Positive developments
The report shows that significant progress has been made in a number of areas, including:
- A reduction in prison numbers and overcrowding. The prison numbers dipped below 4,000 in September 2013 – returning to the 2009 average – rising again slightly by late September;
- Significant improvements in conditions in parts of Mountjoy Prison which is on target to have single cell occupancy as the norm and full in-cell sanitation;
- The national roll-out of the Community Return Programme, which enables eligible prisoners serving between one and eight year sentences to serve the remaining part of their sentence (up to 50 percent) in the community under supervision. According to the Department of Justice, 90 percent of participants have successfully completed the programme. The programme has allowed people to “make good” harm caused by their actions. It also provides needed supports to people integrating back into their community.

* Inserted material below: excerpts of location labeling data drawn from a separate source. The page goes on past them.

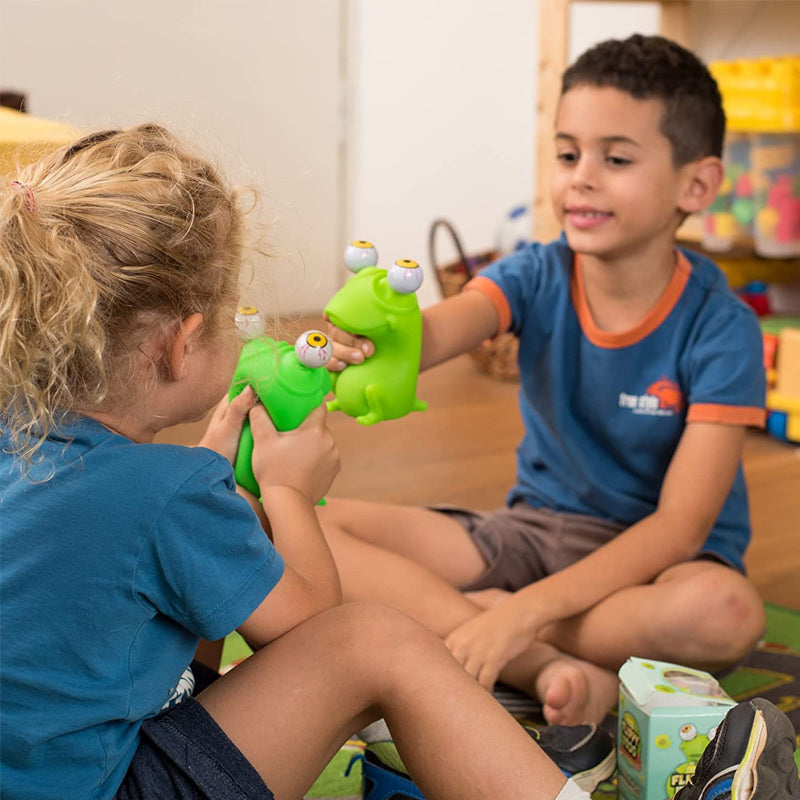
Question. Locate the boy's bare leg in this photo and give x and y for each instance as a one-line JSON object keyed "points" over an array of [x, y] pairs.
{"points": [[291, 705], [700, 613]]}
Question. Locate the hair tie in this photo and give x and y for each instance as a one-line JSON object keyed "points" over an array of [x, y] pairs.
{"points": [[31, 205]]}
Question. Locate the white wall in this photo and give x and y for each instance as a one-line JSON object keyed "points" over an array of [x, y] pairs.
{"points": [[440, 102], [255, 81]]}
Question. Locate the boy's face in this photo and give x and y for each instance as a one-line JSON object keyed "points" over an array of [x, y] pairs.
{"points": [[615, 190]]}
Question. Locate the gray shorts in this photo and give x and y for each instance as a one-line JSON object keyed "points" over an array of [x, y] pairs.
{"points": [[523, 544]]}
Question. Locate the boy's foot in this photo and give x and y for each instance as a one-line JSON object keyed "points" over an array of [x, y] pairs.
{"points": [[582, 752], [750, 758], [575, 692]]}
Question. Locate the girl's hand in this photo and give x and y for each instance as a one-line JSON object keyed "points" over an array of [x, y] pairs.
{"points": [[305, 459], [486, 643], [347, 349], [225, 427]]}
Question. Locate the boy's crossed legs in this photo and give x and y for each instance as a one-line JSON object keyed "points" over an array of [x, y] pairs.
{"points": [[699, 613]]}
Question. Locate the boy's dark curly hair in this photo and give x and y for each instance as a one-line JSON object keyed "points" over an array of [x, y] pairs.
{"points": [[652, 67]]}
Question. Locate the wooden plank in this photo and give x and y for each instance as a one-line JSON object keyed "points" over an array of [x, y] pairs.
{"points": [[553, 49], [675, 18]]}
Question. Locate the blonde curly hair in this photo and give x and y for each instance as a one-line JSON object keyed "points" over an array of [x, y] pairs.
{"points": [[118, 233]]}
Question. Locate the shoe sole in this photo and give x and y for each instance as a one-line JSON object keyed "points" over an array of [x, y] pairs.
{"points": [[768, 770], [590, 779]]}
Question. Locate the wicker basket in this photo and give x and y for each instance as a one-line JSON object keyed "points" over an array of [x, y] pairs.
{"points": [[496, 357]]}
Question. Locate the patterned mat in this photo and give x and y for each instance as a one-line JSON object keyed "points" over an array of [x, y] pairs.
{"points": [[771, 671]]}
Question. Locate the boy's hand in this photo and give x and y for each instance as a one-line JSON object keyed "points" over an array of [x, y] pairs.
{"points": [[305, 459], [225, 427], [486, 643], [347, 349]]}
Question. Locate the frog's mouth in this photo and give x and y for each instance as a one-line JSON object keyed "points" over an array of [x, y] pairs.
{"points": [[349, 326]]}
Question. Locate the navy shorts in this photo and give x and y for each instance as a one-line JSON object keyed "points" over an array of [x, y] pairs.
{"points": [[184, 755]]}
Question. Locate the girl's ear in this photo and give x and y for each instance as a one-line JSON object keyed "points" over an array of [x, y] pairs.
{"points": [[701, 184], [182, 345]]}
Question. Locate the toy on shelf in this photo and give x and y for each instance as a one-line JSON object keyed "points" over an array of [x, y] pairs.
{"points": [[382, 306], [289, 380], [782, 363], [761, 190]]}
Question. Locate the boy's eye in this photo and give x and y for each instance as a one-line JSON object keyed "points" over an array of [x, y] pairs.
{"points": [[567, 157]]}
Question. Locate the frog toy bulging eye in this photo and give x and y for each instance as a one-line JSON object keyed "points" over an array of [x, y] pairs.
{"points": [[688, 732], [360, 254], [405, 276], [313, 349]]}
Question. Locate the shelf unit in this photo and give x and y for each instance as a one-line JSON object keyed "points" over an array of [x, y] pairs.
{"points": [[554, 28]]}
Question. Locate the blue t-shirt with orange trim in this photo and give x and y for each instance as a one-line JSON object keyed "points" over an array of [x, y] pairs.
{"points": [[604, 412], [112, 566]]}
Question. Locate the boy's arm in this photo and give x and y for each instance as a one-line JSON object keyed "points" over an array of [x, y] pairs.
{"points": [[449, 328], [694, 490]]}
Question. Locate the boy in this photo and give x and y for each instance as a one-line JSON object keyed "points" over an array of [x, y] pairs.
{"points": [[640, 372]]}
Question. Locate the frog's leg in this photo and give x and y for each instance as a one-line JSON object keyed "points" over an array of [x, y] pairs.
{"points": [[372, 394]]}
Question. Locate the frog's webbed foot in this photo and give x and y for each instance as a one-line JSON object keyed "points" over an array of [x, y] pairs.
{"points": [[372, 394]]}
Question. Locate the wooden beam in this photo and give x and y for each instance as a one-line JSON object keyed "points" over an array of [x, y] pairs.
{"points": [[675, 21], [553, 49]]}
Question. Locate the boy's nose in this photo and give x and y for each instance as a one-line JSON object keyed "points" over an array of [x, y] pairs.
{"points": [[584, 176]]}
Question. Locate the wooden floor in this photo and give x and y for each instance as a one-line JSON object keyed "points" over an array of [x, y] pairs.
{"points": [[461, 450]]}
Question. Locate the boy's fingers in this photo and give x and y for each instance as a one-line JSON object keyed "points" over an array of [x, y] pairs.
{"points": [[238, 407], [316, 419]]}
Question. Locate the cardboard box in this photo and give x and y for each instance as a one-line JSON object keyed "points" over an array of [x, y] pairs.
{"points": [[667, 715]]}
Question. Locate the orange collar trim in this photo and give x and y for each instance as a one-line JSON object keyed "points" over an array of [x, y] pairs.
{"points": [[653, 318]]}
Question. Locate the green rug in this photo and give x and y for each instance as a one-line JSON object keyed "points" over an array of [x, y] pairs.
{"points": [[771, 671]]}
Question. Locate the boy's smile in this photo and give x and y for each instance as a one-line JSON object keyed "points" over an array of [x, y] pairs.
{"points": [[615, 189]]}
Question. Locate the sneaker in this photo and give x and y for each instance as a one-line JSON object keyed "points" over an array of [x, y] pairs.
{"points": [[582, 752], [750, 758], [385, 775]]}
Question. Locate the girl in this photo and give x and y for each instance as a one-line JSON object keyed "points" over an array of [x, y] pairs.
{"points": [[119, 261]]}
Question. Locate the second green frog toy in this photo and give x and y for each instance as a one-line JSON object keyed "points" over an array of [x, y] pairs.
{"points": [[380, 305]]}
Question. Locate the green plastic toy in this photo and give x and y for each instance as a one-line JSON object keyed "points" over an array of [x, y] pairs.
{"points": [[380, 305], [287, 380]]}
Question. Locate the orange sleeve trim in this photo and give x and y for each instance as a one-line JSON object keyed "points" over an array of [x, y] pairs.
{"points": [[491, 290], [651, 321], [730, 415]]}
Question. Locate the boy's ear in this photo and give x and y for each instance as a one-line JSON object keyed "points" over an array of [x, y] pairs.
{"points": [[702, 181], [182, 345]]}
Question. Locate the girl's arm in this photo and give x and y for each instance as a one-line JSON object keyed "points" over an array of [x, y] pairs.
{"points": [[294, 470], [449, 328]]}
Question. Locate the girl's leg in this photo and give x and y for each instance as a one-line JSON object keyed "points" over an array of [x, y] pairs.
{"points": [[572, 690], [291, 705]]}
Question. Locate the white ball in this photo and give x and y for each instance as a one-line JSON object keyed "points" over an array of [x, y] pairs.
{"points": [[313, 348], [405, 276], [360, 254], [249, 323]]}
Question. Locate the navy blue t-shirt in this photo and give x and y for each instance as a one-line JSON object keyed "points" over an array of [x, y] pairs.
{"points": [[604, 412], [110, 571]]}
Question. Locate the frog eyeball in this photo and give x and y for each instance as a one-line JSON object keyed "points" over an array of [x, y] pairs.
{"points": [[405, 276], [688, 732], [249, 323], [360, 254], [313, 348]]}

- The report notes that various groups, including prison chaplains, have been critical of the prison service for not developing individualised plans for prisoners and the notion of people progressing through their sentence. While concerns are expressed about the level of resources being allocated to it, the philosophy and practice of sentence planning, named Integrated Sentence Management, is being introduced in many of the prisons.
Areas of concern
The report also highlights a number of concerns, including:
- While there have been reductions in overall prison numbers, proposals continue for prison estate expansion. The programme for government committed to reducing the prison population. In early 2012, IPS Director General Michael Donnellan said that the system is tipped towards too many people in prison and must be re-balanced. However, this desire to reduce numbers is not reflected in the plans for expansion within the prison estate. The new Cork prison is to have up to 100 extra places, and new wings in Limerick Prison will increase capacity by 67 places (45 for men, 22 for women);
- Previous government policy aspirations to introduce a one-person, one-cell standard have now firmly been abandoned. Doubling up – referred to by Professor Ian O’Donnell as “institutionalising overcrowding” – has been designed into Cork and Limerick’s the proposed prison developments. In contrast, the report highlights the success of the one person one cell policy in Mountjoy. Currently, 56 percent of people in prison share a cell – a practice which is inconsistent with international best practice and can be extremely dangerous if not carefully managed. The report highlights that the IPS made a commitment to develop a standardised cell sharing risk assessment tool in year one of their Strategic Plan - however, this has not yet been published.
- There has been no development of previously promised strategies for particular groups including women prisoners, prisoners requiring protection, young people in prison, older prisoners and people convicted of a sex offence. The report worryingly notes that the removal of young people from St Patrick’s Institution to Wheatfield prison was more an ad-hoc response to the Inspector of Prison’s troubling reports on St Patrick’s Institution, rather than the result of a specific strategy to provide for the special needs of young people in prison.
Significantly, the IPS has not yet published a follow-up implementation plan for the remainder of its Three Year Strategic Plan period. Pauline McCabe, former Prisoner Ombudsman for Northern Ireland, commented at the launch of the JCFJ report that, “Published implementation plans not only suggest genuine commitment but also help to ensure that planning for important activities, delivered by the Prison, Healthcare, Probation and other services are properly joined up, and that there is real delivery accountability. In the absence of robust implementation planning I have seen huge amounts of money, spent with good intentions, failing hopelessly to deliver the required results.”
It is in this spirit the JCFJ calls upon the IPS to publish a new implementation plan, fully informed by the year one implementation plan, and the concerns raised in our review.